Part of the debate – in the Senedd at 4:08 pm on 23 May 2017.
I’m pleased to take part in this very important debate on social prescribing.
Now, as young doctors over the decades, we’re all taught that there are four aspects to the health of a patient: yes, physical, psychological, but also not forgetting social and spiritual aspects. Remembering all of those influences on the health of people directs us to think about what makes people ill in the first place and makes us think about the barriers that work against their recovery.
I remember complaining to the local authority, many years ago now, as a conscientious GP, about the condition of housing of my patients, which was affecting their health, and those complaints were completely ignored. This is one of the reasons why I stood for the council in the first place. As a county councillor then, not as a doctor, I got answers to my complaints about the condition of housing and a plan to improve the situation. That’s what my understanding is, basically, of social prescribing—that GPs and nurses in the community can refer people to projects that tackle their illness, looking at the bigger picture of their health in its entirety, referring people, therefore, to the voluntary sector, most often, such as arts activities, volunteering, gardening, cooking, healthy eating advice and a wide range of sporting activities, such as walking. One of the easiest things to do is to just walk more. I always preach in this place about the 10,000 steps that we need to walk every day—walking. Keeping fit is just as good as antidepressant medication when the depression is not so severe.
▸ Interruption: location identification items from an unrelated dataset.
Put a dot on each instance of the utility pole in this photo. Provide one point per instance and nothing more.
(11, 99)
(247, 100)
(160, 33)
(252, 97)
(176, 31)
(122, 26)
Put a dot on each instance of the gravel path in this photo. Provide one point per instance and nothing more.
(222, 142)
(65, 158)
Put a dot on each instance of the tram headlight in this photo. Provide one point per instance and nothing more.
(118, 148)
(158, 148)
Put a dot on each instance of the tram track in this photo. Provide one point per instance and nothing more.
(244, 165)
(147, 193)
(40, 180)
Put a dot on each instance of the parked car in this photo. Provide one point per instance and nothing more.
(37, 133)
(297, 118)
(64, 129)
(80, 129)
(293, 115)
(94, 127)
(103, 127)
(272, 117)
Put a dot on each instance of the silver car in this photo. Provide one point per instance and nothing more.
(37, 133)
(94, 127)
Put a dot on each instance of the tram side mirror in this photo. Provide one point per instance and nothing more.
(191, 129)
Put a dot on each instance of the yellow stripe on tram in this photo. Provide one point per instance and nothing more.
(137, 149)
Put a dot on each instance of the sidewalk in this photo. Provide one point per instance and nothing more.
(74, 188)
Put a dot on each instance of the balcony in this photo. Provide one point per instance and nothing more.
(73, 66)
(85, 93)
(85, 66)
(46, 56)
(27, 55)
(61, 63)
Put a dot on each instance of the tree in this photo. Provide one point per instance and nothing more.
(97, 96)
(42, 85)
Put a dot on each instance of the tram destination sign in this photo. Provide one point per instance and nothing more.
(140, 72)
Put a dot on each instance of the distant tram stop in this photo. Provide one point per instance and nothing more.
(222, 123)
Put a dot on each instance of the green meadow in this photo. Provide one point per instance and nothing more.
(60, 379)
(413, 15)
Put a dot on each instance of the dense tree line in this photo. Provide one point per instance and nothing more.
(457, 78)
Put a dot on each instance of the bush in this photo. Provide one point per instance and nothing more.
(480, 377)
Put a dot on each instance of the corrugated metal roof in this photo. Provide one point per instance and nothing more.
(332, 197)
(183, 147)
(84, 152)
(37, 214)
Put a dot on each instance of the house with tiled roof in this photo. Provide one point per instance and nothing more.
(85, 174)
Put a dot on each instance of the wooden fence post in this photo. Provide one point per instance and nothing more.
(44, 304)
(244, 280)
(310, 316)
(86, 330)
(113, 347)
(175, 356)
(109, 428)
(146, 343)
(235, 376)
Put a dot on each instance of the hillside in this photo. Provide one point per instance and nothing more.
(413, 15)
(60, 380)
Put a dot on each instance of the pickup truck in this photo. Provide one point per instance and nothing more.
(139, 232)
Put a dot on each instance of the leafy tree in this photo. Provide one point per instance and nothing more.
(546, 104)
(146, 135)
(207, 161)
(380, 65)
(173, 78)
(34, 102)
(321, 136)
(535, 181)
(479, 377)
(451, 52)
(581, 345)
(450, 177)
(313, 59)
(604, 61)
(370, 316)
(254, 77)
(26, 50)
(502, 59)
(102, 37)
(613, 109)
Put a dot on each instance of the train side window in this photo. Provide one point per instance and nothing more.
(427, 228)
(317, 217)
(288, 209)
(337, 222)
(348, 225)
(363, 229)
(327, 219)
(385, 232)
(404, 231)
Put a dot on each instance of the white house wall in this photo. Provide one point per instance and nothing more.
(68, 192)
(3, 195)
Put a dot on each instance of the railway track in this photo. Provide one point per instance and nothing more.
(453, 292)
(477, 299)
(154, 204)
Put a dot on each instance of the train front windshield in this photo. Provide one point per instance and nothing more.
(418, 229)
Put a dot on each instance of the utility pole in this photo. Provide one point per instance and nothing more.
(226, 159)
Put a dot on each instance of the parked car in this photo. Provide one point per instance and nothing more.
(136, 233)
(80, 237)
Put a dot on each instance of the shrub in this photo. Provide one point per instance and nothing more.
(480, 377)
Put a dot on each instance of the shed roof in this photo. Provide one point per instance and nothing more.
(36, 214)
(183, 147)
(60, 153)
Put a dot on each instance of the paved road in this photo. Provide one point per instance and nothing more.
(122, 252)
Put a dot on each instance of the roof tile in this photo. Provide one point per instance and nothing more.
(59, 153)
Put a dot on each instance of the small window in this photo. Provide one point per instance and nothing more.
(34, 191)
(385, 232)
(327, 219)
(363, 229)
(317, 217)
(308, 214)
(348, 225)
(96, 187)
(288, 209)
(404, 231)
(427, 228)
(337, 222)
The aim of social prescribing is to fill a vacuum in many aspects of society, with isolation and loneliness increasing—that’s why we are holding this inquiry as a health committee—despite all of our computers and the internet, because we recognise there is more to the recovery of our patients than simply physical issues.
Many years ago, our chapels and churches were very active here in Wales, with hundreds of people attending every Sunday, and some meetings being held every night of the week too, with a full and broad range of activities. Such close-knit communities were naturally an assistance to many people who were suffering depression and loneliness, but things changed and we need solutions to the same spiritual requirements today.
Very often, as a GP, I feel a little like a minister or a vicar in advising my patients, but forgetting the social and spiritual aspects, and focusing only on the physical, the tablets and the surgery is also real neglect, which can undermine the recovery of our patients.
We look forward to enhancing social prescribing—and we support the Government in this regard—and tackling or getting to grips with evidence of its effectiveness despite how difficult it is to get hold of that evidence. Thank you very much.